In 2014, Abhishek became at 26 one of the youngest MPs in the 16th Lok Sabha, and one of the 130 MPs in the House from political families. And the scion of the first political dynasty from Bengal.

A figure of controversy

If you search for Abhishek on Google, the first or second result is a video of him being slapped. In January 2015, Abhishek was speaking at a rally in East Midnapore district when a man suddenly materialized in front of him. He whacked him on the face before he was caught by Trinamool members and beaten. Abhishek was sharply criticised for standing by and not stopping his party workers from thrashing the man.

Despite his reticence, a series of controversies has kept him in the news cycle. In June 2015, Abhishek was filmed at a rally making a violent threat directed at those who do not support the Trinamool: “Those who dare to show their eyes, we will tear it out and throw it on the streets. If someone shows us their hands we will cut them off.” In the aftermath of the outrage over the incident, he was defiant. “If needed, I may go to jail too,” he said.

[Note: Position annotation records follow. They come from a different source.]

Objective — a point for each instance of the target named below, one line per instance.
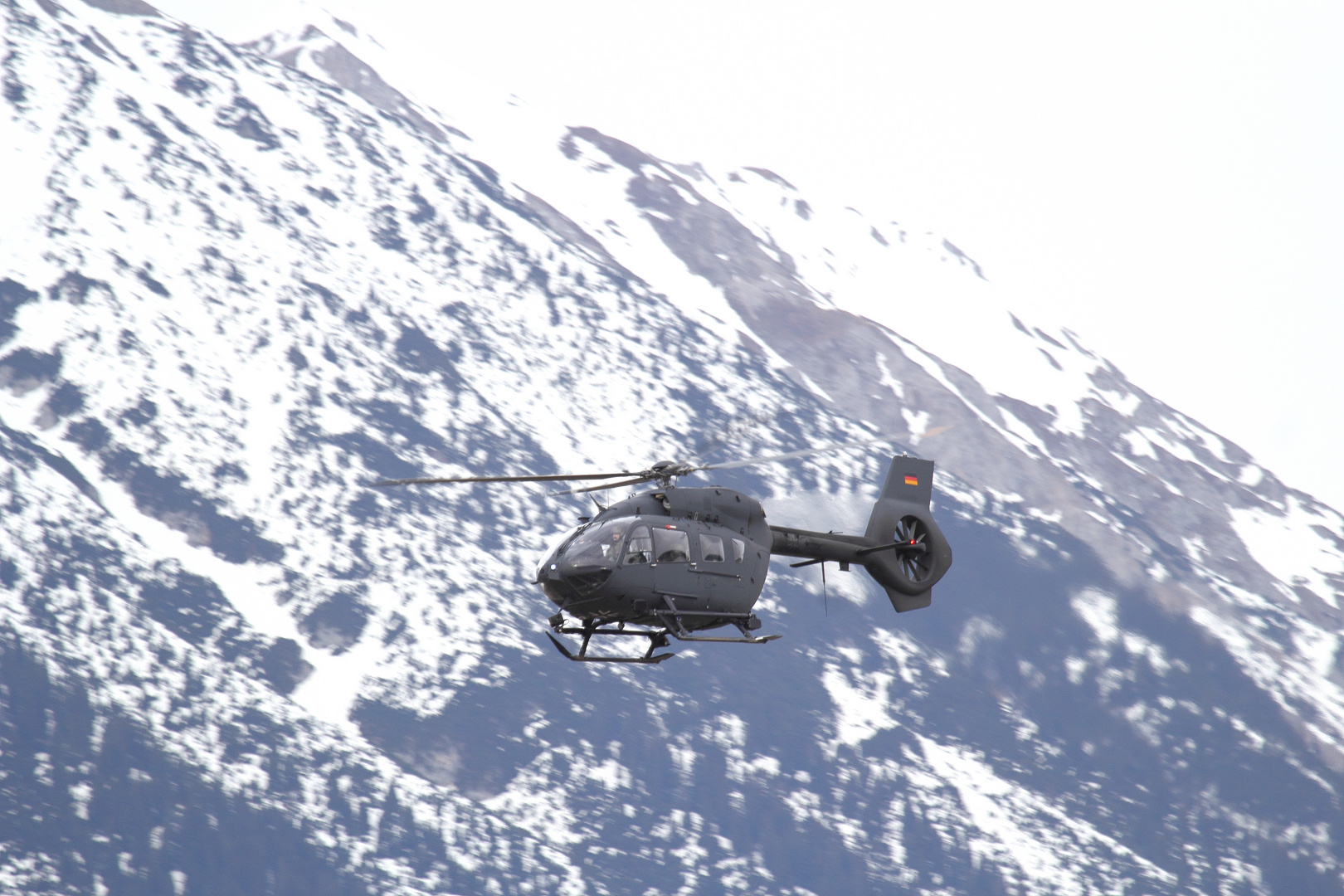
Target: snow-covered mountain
(236, 284)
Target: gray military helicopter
(676, 561)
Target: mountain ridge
(238, 295)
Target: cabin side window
(640, 550)
(671, 546)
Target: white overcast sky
(1163, 178)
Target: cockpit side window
(671, 546)
(597, 544)
(640, 550)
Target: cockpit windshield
(597, 544)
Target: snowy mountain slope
(234, 295)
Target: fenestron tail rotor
(663, 472)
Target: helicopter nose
(585, 582)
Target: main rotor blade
(839, 446)
(791, 455)
(504, 479)
(604, 486)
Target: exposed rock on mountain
(238, 284)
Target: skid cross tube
(678, 629)
(590, 627)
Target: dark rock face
(229, 665)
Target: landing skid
(672, 625)
(650, 659)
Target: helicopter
(683, 561)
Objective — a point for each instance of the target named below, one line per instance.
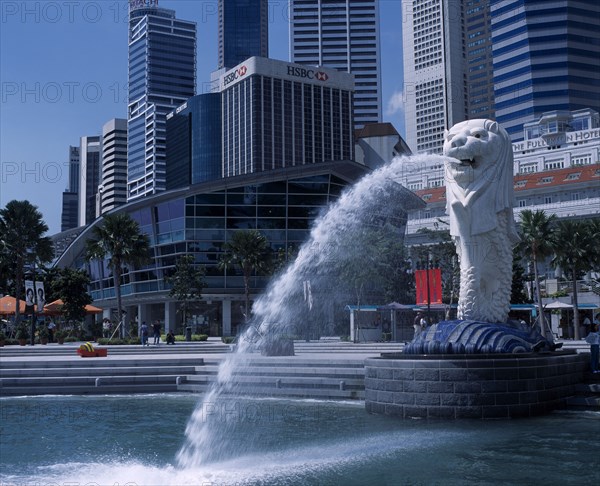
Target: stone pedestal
(471, 386)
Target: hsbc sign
(307, 73)
(231, 77)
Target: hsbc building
(277, 114)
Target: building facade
(435, 82)
(545, 58)
(243, 31)
(70, 197)
(89, 178)
(343, 35)
(194, 138)
(277, 114)
(112, 191)
(282, 204)
(162, 76)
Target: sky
(63, 75)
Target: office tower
(277, 114)
(243, 31)
(545, 58)
(194, 141)
(89, 178)
(343, 35)
(70, 198)
(112, 191)
(435, 87)
(162, 75)
(480, 65)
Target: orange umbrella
(55, 308)
(8, 305)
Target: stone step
(52, 381)
(78, 362)
(21, 373)
(127, 388)
(332, 394)
(284, 381)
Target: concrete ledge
(471, 386)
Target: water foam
(284, 308)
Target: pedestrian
(144, 333)
(593, 339)
(170, 337)
(156, 329)
(417, 324)
(51, 328)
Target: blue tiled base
(471, 386)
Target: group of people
(156, 334)
(420, 323)
(593, 339)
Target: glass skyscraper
(194, 141)
(243, 31)
(343, 35)
(162, 76)
(545, 58)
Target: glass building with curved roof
(198, 220)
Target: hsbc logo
(307, 73)
(238, 73)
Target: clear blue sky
(63, 74)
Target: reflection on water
(134, 440)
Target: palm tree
(118, 237)
(575, 251)
(248, 249)
(22, 242)
(187, 282)
(536, 244)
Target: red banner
(435, 286)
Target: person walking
(593, 339)
(156, 329)
(144, 333)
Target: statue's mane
(491, 189)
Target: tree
(72, 288)
(22, 243)
(187, 282)
(118, 238)
(518, 295)
(575, 251)
(536, 244)
(249, 250)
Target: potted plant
(43, 333)
(60, 336)
(22, 334)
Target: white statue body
(479, 201)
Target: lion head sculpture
(479, 170)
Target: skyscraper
(342, 34)
(435, 87)
(162, 75)
(545, 58)
(70, 198)
(194, 138)
(112, 191)
(243, 31)
(89, 178)
(277, 114)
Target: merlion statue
(479, 201)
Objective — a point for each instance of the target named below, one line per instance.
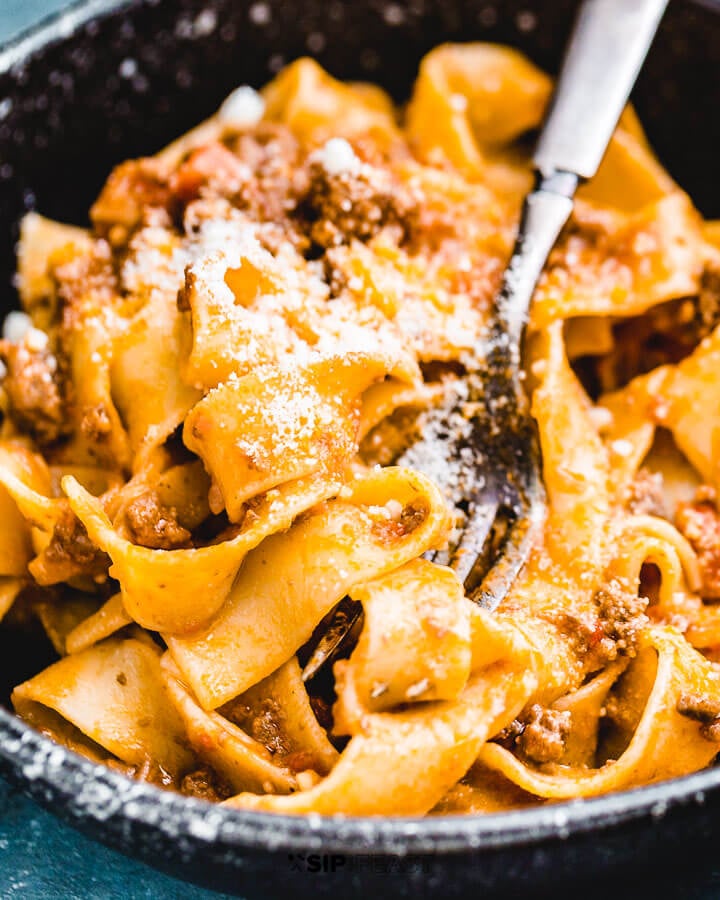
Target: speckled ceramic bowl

But the most serious charges against Abhishek concern his business ventures. In April 2013, soon after the Saradha chit fund scam was busted, CPM leader Gautam Deb accused Abhishek Banerjee of running a chit fund company at a rally. A couple of days later, he followed up with a press conference where he named Abhishek’s company Leaps and Bounds whose website mentioned interests in microfinance and insurance. These, Deb alleged, are code for chit funds. The website of the company no longer mentions these today, nor does it carry Abhishek’s name as chairman and managing director. However, the address given for the firm is 29C Harish Chatterjee Street, next door it would seem to Abhishek’s 30B Harish Chatterjee Street residence as listed in his Lok Sabha nomination.

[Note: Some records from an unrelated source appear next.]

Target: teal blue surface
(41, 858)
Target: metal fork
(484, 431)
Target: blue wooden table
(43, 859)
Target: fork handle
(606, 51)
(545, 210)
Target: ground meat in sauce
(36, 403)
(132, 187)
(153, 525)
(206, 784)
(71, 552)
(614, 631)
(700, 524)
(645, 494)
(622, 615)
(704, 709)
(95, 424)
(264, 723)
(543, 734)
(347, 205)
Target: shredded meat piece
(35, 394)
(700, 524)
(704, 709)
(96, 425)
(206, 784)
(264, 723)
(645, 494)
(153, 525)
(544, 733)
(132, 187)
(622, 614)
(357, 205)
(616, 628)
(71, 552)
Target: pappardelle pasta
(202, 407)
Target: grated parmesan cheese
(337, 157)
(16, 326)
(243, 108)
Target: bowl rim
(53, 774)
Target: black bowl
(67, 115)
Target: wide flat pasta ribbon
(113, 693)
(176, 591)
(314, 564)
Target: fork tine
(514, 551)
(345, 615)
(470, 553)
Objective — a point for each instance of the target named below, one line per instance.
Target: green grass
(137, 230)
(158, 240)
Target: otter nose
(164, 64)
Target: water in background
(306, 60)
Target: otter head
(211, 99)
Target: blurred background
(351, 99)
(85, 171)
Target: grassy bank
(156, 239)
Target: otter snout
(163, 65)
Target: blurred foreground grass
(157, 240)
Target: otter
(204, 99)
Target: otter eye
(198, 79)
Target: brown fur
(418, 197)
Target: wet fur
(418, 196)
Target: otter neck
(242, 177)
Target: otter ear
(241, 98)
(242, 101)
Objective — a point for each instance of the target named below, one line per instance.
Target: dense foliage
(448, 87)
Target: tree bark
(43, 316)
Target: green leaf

Former Trinamool MLA Ghosh further pointed that in the 2014 nomination, the then 26-year-old had declared an annual income of more than Rs 44 lakh earned as a consultant, and his wife an annual income of over Rs 29 lakh. His highest educational qualification is an MBA from the Indian Institute of Planning and Management, which shuttered all its campuses in October 2015. “What kind of MBA would earn Rs 44 lakh from consultancy at 26 years of age?" Ghosh asked.

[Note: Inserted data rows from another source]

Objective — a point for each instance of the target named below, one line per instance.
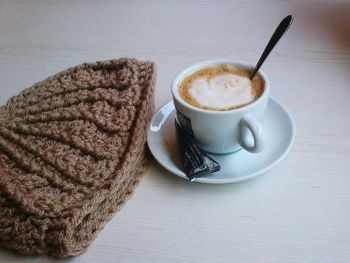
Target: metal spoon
(276, 36)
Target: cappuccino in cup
(220, 88)
(220, 107)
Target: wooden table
(297, 212)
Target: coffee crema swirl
(221, 88)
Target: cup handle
(257, 131)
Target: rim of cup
(191, 69)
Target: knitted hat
(72, 148)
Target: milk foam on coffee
(222, 91)
(221, 87)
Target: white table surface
(297, 212)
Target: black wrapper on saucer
(195, 162)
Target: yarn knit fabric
(72, 148)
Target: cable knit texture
(72, 148)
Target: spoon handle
(279, 31)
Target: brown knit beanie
(72, 148)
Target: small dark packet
(195, 162)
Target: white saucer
(237, 167)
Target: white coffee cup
(223, 132)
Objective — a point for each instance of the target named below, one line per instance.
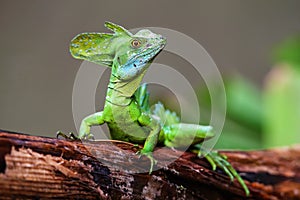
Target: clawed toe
(69, 136)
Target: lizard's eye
(135, 43)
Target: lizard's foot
(150, 156)
(219, 160)
(69, 136)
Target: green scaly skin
(126, 109)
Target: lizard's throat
(120, 92)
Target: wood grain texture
(33, 167)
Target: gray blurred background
(37, 72)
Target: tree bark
(33, 167)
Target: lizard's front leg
(152, 138)
(87, 122)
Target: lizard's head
(129, 55)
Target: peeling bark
(33, 167)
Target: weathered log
(33, 167)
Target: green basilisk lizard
(126, 111)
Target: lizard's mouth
(146, 55)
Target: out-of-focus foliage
(282, 96)
(267, 116)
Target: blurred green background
(254, 44)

In another chapter of Mamata Bandopadhyay as I Knew Her, Ghosh contends that all the blue and white paint that Calcutta is being coloured in comes from the store owned by Abhishek's parents. A block-level leader of the BJP who lives near Harish Chatterjee Street, made the same allegation, but did not wish to be named.

Arrogant young man

For a political heir, Abhishek has not bothered to abide by the austerity of his pishi (paternal aunt). In February 2012, he married his fiancé Jasmeet Ahuja in Delhi. The reception was held at a five-star hotel and the invitation card came with a box of Swiss chocolates. Mamata was reported to have not attended the event, which was reportedly organized by the bride’s family.

The one respect in which Abhishek clearly models himself on Mamata is his public speaking. He has a dramatic, theatrical style of delivery like her and copies her blunt, often cheesy, invective. Unlike her, however, he sounds rehearsed and unconvincing. A copy of the original.

But the most striking aspect of Abhishek's peronality, say journalists, is his high-handedness. A political reporter with Bartaman, the second-largest Bengali daily, said that he can tell when Abhishek is visiting Trinamool Bhavan by the body language of party officials.

“When everybody is jumpy and no one is smiling, it means Abhishek is on his way," said the reporter, who requested anonymity. "You should see how they queue up on either side of the gate to receive his car. The door opens, and as one leg steps out, it is like a Hindi film when the heroine’s leg is glimpsed. A charge seems to run through the gathered people. They look stricken.”

This perhaps marks the biggest poriborton in the political culture of Bengal.